Robin Fitzvitry, the Earl of Huntersdown, is returning to England after a visit to Versailles, when he sees a beautiful woman in a nun's habit swearing up a storm in Italian. Intrigued with the dichotomy, and always looking for entertainment, he offers her aid and winds up escorting her to England. There are other clues, besides the swearing, that tell Robin that Sister Immaculata isn't truly a nun, and suddenly the boring trip through the French countryside promises to provide more amusement than he'd hoped.

Petra d'Averio isn't a nun, though she has spent the last couple of years in a convent, but now her safe haven is no longer safe. Her mother has died, her half-brother has revealed her illegitimacy to Milanese society, and her ruthless suitor now sees her as fair game and has sent brutal thugs chasing after her, determined to bring her back and make her his mistress. Petra's only hope is to make it to England and her father - a man who had a wild romance with her mother while on his Grand Tour and who knows nothing of Petra's existence.

Robin and Petra have lots of adventures on the road, battling the elements, cruel pursuers and their attraction to each other. While there is plenty of real danger and several harrowing moments - all well-written and genuinely suspenseful - there are also fun and light-hearted moments as Robin and Petra get to know each other. They both keep certain details to themselves, but cannot hide their essential selves or their fascination with the other. And, while there is only one true love scene, there is plenty of pop and sizzle and sexual tension.
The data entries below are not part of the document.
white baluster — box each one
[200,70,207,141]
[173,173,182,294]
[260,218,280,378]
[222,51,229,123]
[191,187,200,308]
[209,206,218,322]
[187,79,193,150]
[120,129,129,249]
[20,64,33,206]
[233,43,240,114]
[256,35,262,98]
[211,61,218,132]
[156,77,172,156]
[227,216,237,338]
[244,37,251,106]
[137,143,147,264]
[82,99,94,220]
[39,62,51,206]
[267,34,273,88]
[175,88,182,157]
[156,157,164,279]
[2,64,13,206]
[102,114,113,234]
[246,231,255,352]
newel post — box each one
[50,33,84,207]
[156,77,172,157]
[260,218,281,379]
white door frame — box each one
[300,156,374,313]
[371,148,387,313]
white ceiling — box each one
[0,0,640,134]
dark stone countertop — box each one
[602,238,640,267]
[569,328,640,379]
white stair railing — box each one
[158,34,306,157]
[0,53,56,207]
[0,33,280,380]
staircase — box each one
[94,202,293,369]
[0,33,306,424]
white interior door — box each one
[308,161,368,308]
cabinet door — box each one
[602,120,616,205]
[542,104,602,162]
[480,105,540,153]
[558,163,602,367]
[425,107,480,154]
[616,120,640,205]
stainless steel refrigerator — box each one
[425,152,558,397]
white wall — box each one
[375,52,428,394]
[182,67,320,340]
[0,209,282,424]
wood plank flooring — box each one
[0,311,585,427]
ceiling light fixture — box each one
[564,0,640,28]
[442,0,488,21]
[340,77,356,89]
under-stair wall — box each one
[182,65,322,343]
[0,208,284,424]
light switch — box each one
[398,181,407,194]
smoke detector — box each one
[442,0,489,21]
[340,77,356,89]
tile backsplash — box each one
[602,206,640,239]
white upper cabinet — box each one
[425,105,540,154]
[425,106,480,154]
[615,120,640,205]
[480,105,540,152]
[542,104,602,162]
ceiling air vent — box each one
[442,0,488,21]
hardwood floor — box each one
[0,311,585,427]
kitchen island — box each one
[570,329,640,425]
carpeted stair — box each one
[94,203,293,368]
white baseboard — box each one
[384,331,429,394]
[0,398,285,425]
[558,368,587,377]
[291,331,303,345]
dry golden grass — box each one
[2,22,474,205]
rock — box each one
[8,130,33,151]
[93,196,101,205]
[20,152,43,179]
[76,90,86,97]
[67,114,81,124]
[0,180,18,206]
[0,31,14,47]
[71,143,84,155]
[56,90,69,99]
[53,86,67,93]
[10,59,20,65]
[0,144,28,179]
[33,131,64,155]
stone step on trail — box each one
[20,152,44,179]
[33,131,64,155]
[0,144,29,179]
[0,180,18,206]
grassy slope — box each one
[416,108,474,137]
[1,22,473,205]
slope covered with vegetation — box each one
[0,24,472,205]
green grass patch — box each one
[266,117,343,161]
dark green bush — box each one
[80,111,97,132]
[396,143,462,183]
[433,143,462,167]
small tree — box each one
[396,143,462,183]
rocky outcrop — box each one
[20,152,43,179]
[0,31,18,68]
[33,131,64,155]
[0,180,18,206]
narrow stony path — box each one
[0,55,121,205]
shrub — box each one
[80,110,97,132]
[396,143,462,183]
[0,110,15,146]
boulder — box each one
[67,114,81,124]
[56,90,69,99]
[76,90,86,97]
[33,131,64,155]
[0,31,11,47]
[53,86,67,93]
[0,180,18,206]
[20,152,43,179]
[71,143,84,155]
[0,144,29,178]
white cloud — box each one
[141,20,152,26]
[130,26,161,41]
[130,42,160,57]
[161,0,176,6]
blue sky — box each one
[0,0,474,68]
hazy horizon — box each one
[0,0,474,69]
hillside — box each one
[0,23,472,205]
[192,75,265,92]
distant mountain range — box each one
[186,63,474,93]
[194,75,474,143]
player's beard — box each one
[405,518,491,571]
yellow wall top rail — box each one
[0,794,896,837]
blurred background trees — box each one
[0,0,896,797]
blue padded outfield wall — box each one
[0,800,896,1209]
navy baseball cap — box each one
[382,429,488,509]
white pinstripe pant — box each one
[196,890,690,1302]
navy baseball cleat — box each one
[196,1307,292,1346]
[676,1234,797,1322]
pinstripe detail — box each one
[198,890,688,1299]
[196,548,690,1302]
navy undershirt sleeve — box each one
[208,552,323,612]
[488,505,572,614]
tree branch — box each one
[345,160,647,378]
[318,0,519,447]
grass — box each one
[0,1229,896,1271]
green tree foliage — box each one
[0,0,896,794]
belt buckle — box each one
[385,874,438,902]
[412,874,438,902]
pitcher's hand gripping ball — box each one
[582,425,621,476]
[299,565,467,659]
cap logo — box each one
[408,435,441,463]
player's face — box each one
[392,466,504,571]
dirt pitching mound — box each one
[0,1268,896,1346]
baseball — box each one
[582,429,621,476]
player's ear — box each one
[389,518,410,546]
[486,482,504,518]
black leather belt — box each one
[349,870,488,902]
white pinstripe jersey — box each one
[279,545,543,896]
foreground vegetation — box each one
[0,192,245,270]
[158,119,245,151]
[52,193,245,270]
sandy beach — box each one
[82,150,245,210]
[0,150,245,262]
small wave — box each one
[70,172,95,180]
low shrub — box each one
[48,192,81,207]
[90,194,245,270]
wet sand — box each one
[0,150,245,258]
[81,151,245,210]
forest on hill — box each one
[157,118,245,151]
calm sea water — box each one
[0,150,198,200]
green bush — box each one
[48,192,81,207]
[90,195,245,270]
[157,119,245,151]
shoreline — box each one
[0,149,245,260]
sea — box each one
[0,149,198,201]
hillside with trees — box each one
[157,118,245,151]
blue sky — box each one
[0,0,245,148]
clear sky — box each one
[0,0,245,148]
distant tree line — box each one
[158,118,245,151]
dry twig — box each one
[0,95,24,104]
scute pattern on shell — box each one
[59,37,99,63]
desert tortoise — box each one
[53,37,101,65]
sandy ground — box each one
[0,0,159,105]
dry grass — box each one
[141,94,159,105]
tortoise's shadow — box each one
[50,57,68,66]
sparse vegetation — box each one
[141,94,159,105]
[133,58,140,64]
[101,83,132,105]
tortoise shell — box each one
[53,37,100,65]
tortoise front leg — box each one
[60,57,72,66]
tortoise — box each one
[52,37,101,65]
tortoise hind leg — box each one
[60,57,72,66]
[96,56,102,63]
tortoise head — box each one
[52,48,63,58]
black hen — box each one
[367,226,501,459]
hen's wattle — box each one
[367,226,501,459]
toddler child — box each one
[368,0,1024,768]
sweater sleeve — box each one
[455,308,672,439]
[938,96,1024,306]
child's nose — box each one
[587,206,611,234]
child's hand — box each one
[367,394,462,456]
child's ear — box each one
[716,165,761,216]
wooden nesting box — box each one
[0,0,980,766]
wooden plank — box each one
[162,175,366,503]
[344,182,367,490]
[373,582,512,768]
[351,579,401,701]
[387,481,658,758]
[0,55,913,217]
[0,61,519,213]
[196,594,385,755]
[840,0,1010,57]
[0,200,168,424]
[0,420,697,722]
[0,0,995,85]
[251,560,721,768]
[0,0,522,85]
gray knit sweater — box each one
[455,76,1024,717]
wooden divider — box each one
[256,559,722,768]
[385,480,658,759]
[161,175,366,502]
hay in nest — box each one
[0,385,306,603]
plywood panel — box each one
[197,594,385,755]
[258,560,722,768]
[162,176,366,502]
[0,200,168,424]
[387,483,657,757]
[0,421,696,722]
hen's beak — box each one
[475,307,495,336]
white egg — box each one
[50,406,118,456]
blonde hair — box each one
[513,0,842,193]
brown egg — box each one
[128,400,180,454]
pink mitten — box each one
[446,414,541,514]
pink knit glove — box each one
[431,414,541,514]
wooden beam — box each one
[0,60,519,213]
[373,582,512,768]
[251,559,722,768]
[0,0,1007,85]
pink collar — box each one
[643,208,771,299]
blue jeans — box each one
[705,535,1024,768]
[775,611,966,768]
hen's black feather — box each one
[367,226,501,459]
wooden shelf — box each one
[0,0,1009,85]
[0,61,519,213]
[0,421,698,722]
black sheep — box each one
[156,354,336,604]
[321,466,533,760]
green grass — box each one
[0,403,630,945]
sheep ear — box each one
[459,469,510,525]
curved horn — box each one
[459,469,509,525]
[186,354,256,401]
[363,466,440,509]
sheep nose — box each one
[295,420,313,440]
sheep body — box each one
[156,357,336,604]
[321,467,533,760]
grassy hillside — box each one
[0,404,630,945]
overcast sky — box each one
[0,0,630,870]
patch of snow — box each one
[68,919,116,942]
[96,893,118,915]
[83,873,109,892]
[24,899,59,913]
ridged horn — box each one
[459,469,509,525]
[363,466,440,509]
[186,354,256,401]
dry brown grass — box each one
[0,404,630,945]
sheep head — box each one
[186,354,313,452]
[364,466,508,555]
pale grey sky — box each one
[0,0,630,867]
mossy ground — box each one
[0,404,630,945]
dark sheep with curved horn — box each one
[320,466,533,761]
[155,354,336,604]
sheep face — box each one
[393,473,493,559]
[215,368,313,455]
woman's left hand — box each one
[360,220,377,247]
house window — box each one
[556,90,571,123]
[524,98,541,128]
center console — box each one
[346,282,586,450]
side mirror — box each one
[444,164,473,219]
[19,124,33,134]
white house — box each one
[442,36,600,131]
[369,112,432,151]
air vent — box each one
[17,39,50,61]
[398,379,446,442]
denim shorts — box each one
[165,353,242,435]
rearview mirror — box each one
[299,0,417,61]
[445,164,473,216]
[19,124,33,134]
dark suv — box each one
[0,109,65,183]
Robin reminded me in many ways of Cyn Malloren of My Lady Notorious - the same ability to find humor and amusement in most any situation, and a tendency to play the Knight Errant with the wherewithal to back it up with forceful action when required. It's a very attractive character type, but, as I say, one we've seen before from Beverley. Thankfully that doesn't significantly lessen my appreciation of Robin.

Petra is a more complex character. She has had to take life very seriously and has a hard time reconciling herself to Robin's constant bantering. She is also very good at taking care of herself and saves both herself and Robin more than once. She's a tough woman who is really kind of tired of having to be so tough. Letting Robin take care of her is a real struggle for her and I appreciated reading a strong heroine.

Not long after Robin and Petra reach England, things take a slight downturn and the action becomes a bit more predictable and convenient. But despite this, A Lady's Secret is an entertaining read, and a great addition to Beverley's Malloren canon.